There were two items included in that line as well, which are somewhat once-off in nature and both of which you won't see in the embedded value economic variance information, but you will see in the RFO economic variance piece. That is that we had two discretionary margins releasing money into profit. The one is we don't just try and hedge our economic exposure. We had put a material economic DM over it to deal with any fallout after we've tried hedging it so that we don't end up, or for any risks we can't hedge, so that we don't end up having burn-throughs in profit more regularly than we'd like to see them. Our general rule for these DMs is to target them at a one in ten variance.

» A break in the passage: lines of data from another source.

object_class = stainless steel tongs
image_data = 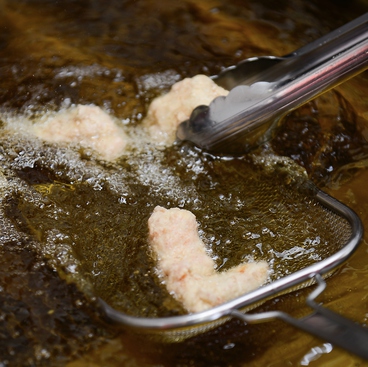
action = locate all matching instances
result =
[177,13,368,153]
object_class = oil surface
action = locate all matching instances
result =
[0,0,368,367]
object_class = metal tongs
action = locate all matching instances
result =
[177,13,368,154]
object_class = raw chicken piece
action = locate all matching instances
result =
[32,105,128,161]
[148,206,268,312]
[144,75,229,145]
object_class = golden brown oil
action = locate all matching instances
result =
[0,0,368,367]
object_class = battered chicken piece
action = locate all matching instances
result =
[32,105,128,161]
[144,75,229,145]
[148,206,268,312]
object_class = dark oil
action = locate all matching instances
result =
[0,0,368,367]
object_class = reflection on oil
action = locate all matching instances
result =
[0,0,368,367]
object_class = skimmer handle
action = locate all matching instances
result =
[231,274,368,360]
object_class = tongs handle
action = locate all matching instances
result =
[177,13,368,153]
[231,274,368,360]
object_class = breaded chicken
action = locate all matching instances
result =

On the economic DMs, our hedging has gotten materially more mature over the last year. Our risk management there is quite good now and therefore the extent of economic DM we've had there has turned out to be materially more than was needed and delivered more than ZAR 900 million of release into profit, about two-thirds in PF and about a third in Mass. The other item was that the IGRs, we have this one in ten protection after we've hedged the IGRs as well, the investment guarantee reserves.

Because of things like reduced market volatility and a little bit of the equity markets recovering in the last piece, which moves guarantees out of the money, and because of interest rates going up, those guarantees were less in the money and those burned through the upper one in ten discretionary margin too. There we'd released about ZAR 300 million in South Africa and another, I think about ZAR 70 million in Namibia. The South African release was the, call it the ZAR 300 million, was a little bit over half in PF and the rest in corporate segment. There were material upside items in that economic assumption change line you're referring to. It's not just a bond curve movement.

Bonga Mriga
Interim Head of Investor Relations, Old Mutual

That will be all we've got time for Iain on our side. From a questions point of view, we're done with them.

Iain Williamson
CEO, Old Mutual

Sorry?

Bonga Mriga
Interim Head of Investor Relations, Old Mutual

As in we're done with the questions now.

Iain Williamson
CEO, Old Mutual

Oh, there are no more on the line?

Bonga Mriga
Interim Head of Investor Relations, Old Mutual

Yes. Yes, Iain.

Iain Williamson
CEO, Old Mutual

Okay. Right. In that case, that draws our presentation to a close. Thanks everybody for coming and we look forward to engaging with some of you one-on-one in our various meetings over the coming weeks. Thanks very much.